If people looking for work and employers looking for workers can better articulate the skills they have and the skills they need using the same Language of Skills (as we have set out here and here), then we will have moved a significant way towards closing the skills gap that has dogged the labour market for the past few years, and which is being exacerbated by the current crisis. But although this would create a better understanding between employees and employers, there would still be a skills gap that needs filling between the two in order to match the one to the other.
This is the space occupied by education and training providers, who essentially provide the bridge between skills required by employers and skills needed in their courses and modules. As our Venn Diagram shows, education providers can bring together people and employers, creating a sweet spot where skills alignment is achieved:
However, in order that this gap can be successfully bridged, it is essential that education providers themselves speak the same Language of Skills as those looking for work and the businesses looking for workers. This is something of a radical departure from the traditional way of thinking about the problem, where qualifications and their relation to occupations have been the bridge between learners and future employers. But the fact is that recent years have seen a big shift in the way that many employers look at hiring, whereby for a large number of roles they have become far less interested in whether a person has this or that qualification, and far more interested in whether a person has the right skills and capabilities to do the role they are being hired for. This being the case, how can colleges and universities use the Language of Skills to better understand what skills employers need, so that they can then look to incorporate them into their courses and modules?

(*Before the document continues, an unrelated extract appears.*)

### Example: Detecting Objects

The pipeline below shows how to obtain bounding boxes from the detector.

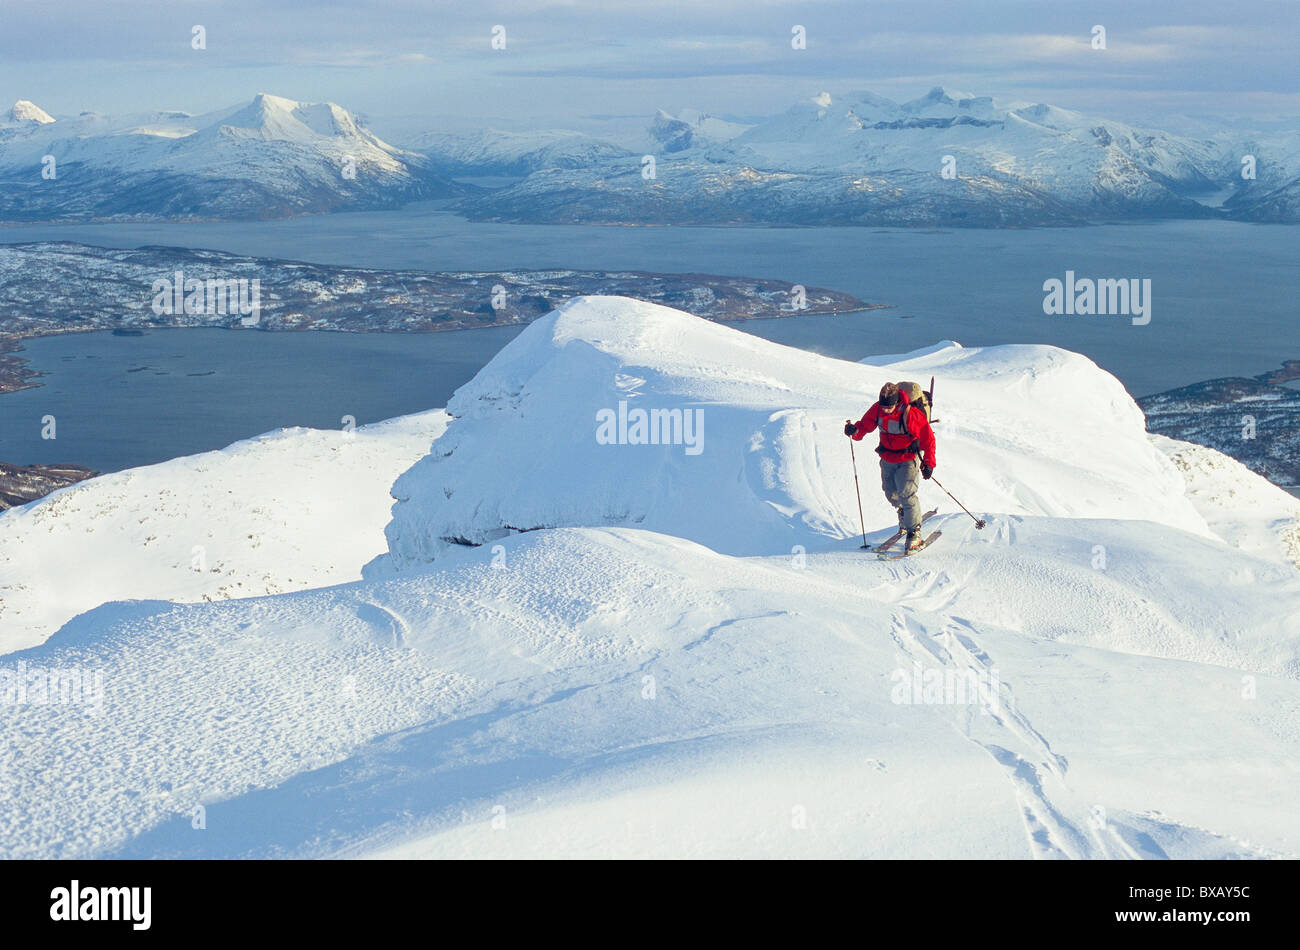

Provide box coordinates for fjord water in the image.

There is a short-term and a longer-term answer to this. In the short-term, one way this gap can be bridged is by turning to Job Posting Analytics (JPA), which can help us not only get a good general understanding of current employer demand, but because it is tagged to our Skills Library, means that we can use it to investigate skills needs at a highly granular level. For example, if we imagine a college in the Lancashire region wanting to understand employer demand at this current time, they might begin by using the data to establish which jobs are being most sought after in their region. In the chart below, we have identified the Top 15 most advertised jobs in the area from April to May:
Using the skills tagger, we can then identify the actual skills that are being requested for these positions. For example, in the chart below we have picked out the Top 15 hard skills for the most in-demand job, Family Support Workers:
By using this data, an education and training provider can very quickly start to get a handle on what skills employers in their area need, which they can then use to assess how well their current courses train for these in-demand skills to start thinking about incorporating them new content into existing courses and modules, or in the creation of new ones.
However, as interesting as this concept is, it is really just a short-term solution, which only starts to
scratch the surface in terms of where the Language of Skills might take the education and training system. The really big question that will need answering in the coming years is this: how can the Language of Skills transform how we think about qualifications?

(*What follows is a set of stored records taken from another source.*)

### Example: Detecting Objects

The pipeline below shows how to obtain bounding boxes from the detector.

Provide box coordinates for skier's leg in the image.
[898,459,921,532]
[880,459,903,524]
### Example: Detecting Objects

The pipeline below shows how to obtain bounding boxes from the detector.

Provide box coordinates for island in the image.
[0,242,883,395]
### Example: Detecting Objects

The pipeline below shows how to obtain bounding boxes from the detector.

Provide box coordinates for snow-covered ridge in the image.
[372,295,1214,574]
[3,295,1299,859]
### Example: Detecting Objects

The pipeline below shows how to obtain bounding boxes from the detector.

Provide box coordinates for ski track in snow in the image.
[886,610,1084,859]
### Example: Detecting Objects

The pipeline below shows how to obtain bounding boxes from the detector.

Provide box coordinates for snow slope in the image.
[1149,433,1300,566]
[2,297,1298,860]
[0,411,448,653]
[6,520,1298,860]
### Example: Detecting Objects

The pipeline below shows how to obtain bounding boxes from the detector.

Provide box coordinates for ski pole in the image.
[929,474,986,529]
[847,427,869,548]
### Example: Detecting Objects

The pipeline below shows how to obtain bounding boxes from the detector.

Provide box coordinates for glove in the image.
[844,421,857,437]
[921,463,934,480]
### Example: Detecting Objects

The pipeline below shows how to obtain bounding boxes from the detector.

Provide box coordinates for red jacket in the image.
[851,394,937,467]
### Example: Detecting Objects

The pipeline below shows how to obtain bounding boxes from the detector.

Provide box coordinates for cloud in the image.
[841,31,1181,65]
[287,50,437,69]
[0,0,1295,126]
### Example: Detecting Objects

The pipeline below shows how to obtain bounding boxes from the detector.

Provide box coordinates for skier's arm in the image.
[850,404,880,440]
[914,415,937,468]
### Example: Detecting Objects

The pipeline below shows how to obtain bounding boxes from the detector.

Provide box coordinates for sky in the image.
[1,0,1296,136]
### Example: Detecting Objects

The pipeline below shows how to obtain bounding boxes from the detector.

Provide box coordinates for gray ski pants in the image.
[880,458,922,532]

As we mentioned above, there has been a big shift in employers’ thinking around this, with years of businesses seeing big gaps in the skills of those whom they thought were qualified to a job, and the ability of those people to actually do the job, leaving many of them looking for new ways of getting people with the right skills. What this means is that the days when a particular qualification led to a particular career are fast fading, and the implication of this is that if employers are moving away from that way of thinking, then so too must the qualification system itself.
Once again, the Language of Skills has the potential to provide a radical solution to bridge the gap. For just as jobs can be broken down into skills components, as we showed in our example of Family Support Workers above, so too can qualifications. Every qualification is essentially made up of numerous skills building blocks, which can be identified using our Language of Skills. This gives the potential to create a system which is far more nuanced than is currently the case, where instead of qualification “blocks”, we instead have a series of skills building blocks we can identify as making up a qualifications, and which can be added to and supplemented in order to better reflect the rapidly changing labour market.
The future we envisage looks something like the following graphic:
What this shows is people and jobs in terms of “skill shapes”, where each person and each job has a different set of skills. However, it is not necessarily the case that the skill shape of a person is completely different than the skill shape of the job they are looking to do. Rather, they may well have acquired the core skills, yet lack some of the niche skills that are needed. This is where the education and training provider comes in, providing those niche skills, particularly in the retraining and upskilling of people, and therefore adding to a person’s skill shape so that they are a better fit for the skill shape required by an employer.
The Language of Skills therefore has the potential to completely overhaul the way we think about both jobs and qualifications, with each being broken down into their various skills components. Although this is a fairly radical concept, it is a new way of thinking that could really provide a much needed solution to the skills gap – making the job of matching people with the right skills, to jobs that need those skills, via education that can provide those skills, far easier than is currently the case, to the benefit of all.